Validation and broader security notesA broader discussion accompanies these advisories about how security testing is conducted in modern environments. Automated pentesting tools excel at answering whether an attacker can move laterally through a network, but they may miss whether existing controls block threats, whether detection rules respond appropriately, or whether cloud configurations resist abuse. A referenced guide explores six critical surfaces that organizations should validate to close gaps beyond what automated tools typically reveal. This emphasis on comprehensive validation highlights the ongoing shift from purely discovery-focused testing to thorough assurance across multiple layers of security controls.
Contextual references and related themes
- The KEV framework continues to function as a centralized notification mechanism for actively exploited or high-risk vulnerabilities across federal and civilian architectures.
- Industry analyses from trusted security researchers and vendors often discuss how exploits intersect with container security, kernel hardening, and how patch adoption timelines affect risk posture.
- Related discussions note continued attention to actively exploited Android updates and broader vulnerability management practices, reinforcing the need for ongoing monitoring of vendor advisories and patch cycles.
Key takeaways
- Two major flaws, CVE-2025-48595 in Android and CVE-2022-0492 in Linux cgroups v1, have driven current defensive focus due to their potential to escalate privileges and compromise system integrity.
- Android devices on versions 14–16 should be updated to the June 2026 patch levels to mitigate the Android flaw.
- Linux environments relying on cgroups v1, especially within containerized deployments, should ensure kernel updates are applied across the affected version ranges to close privilege escalation paths.

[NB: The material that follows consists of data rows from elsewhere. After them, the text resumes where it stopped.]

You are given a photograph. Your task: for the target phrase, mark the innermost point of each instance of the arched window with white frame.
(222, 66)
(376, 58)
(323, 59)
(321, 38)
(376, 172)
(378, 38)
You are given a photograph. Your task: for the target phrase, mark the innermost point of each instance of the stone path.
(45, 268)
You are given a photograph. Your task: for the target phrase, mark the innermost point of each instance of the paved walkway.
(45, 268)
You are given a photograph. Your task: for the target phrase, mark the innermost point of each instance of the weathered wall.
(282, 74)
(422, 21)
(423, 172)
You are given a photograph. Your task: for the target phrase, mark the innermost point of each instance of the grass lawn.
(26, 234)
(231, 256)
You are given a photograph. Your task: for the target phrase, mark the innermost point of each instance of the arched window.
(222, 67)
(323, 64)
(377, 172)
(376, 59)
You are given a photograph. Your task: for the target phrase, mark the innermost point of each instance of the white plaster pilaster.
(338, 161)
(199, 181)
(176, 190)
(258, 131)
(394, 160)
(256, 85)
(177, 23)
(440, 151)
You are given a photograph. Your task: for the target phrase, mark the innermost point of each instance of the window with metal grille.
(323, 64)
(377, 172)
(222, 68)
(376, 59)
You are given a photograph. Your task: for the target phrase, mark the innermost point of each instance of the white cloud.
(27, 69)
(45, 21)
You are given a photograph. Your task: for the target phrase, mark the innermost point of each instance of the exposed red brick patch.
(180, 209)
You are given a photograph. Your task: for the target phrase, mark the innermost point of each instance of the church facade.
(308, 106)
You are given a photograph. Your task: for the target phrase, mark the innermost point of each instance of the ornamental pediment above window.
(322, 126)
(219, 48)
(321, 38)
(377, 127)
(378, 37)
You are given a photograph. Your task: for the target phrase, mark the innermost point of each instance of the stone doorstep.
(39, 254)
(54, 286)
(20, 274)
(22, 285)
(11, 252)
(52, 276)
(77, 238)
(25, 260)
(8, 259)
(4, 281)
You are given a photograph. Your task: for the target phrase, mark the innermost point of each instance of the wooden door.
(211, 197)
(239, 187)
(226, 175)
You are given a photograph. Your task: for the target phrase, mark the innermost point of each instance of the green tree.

- The KEV catalog serves as both a reminder and a call to action for critical infrastructure and government-adjacent environments to review and, where necessary, remake their patching and risk management strategies in response to these active threats.
- Broader security validation remains essential: organizations should complement automated testing with multi-surface verification to ensure controls, detections, and configurations collectively withstand real-world attack scenarios.